Where is George Bush's $750 billion bailout money going?

Well, AIG executives, who have received $85 billion of bailout money, headed off for a week-long stay at a Californian luxury resort and spa!

Rooms at the resort cost over $1000 a night.

AIG documents obtained by Congressman Henry Waxman show the company paid more than $440,000 for the retreat, including nearly $200,000 for rooms, $150,000 for meals and $23,000 in spa charges.

This has angered New York Attorney General Anthony Cuomo who, in a letter to the AIG board of Directors, has warned that if the company didn't recover its recent "unwarranted and outrageous expenditures," his office would take legal action.

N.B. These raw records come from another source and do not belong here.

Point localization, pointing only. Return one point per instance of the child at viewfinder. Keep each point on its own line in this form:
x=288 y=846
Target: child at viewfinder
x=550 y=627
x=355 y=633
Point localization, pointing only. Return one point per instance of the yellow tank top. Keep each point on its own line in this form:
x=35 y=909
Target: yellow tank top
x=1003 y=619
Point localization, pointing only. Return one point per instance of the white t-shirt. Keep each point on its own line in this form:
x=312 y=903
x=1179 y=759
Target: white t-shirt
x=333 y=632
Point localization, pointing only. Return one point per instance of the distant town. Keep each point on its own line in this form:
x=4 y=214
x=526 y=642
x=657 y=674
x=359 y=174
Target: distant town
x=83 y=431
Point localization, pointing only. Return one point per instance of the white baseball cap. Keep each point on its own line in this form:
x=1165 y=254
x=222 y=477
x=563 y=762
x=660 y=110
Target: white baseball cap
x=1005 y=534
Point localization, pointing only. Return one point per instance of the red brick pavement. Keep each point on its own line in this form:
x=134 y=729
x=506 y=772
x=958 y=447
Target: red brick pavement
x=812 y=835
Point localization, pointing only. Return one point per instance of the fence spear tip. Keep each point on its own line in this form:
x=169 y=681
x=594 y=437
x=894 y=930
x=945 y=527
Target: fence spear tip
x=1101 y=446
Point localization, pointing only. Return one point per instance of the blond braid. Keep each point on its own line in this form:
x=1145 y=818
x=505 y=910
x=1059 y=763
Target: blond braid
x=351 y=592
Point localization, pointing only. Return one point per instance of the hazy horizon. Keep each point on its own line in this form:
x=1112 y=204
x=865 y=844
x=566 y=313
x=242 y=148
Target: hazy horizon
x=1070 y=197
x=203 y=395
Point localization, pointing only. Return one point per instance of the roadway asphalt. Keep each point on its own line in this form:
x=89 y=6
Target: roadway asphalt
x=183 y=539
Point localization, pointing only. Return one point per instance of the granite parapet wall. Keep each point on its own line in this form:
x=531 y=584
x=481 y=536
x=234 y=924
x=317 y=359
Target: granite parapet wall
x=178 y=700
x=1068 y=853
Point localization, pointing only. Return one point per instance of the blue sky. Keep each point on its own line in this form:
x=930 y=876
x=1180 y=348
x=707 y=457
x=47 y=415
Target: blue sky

This includes expenditure on other executive jaunts including an ‘overseas hunting party’ and ‘a golf outing’.

He also singles out a "top-ranking executive who was largely responsible for AIG's collapse" who received $34 million in bonuses and a $1 million a month consulting gig when he resigned in February. That exec is Joseph Cassano who apparently did little, if any, ‘consulting work’. The payments continued even after the bailout, only halting one day before last week's congressional hearing into Wall Street'S murky financial affairs.

Meanwhile its reported that US banks are hoarding their bailout money instead of using it to begin lending again.

The Bush administration doesn’t actually require them to do anything with the money and has no way of forcing them to begin lending again. Some $250 billion has been earmarked for the banks. $125 billion has gone to the nine major US banks.

Rather then lending the money the banks are using the money to save themselves.

The chief executive of Merrill Lynch, John Key’s former employer, told investors, the bailout money is “just going to be a cushion’.

Says the New York Times:

'Since mid-2007, when the credit crisis erupted, the country’s nine largest banks have written down the value of their troubled assets by a combined $323 billion. With a recession looming, the pain is unlikely to end there. The problems that began with home mortgages, analysts say, are migrating to auto, credit card and commercial real estate loans.'

According to economist Nouriel Roubini, who warned of a meltdown several months ago, the massive losses mean the government is going to have to double the amount of bailout money it's offering the banks.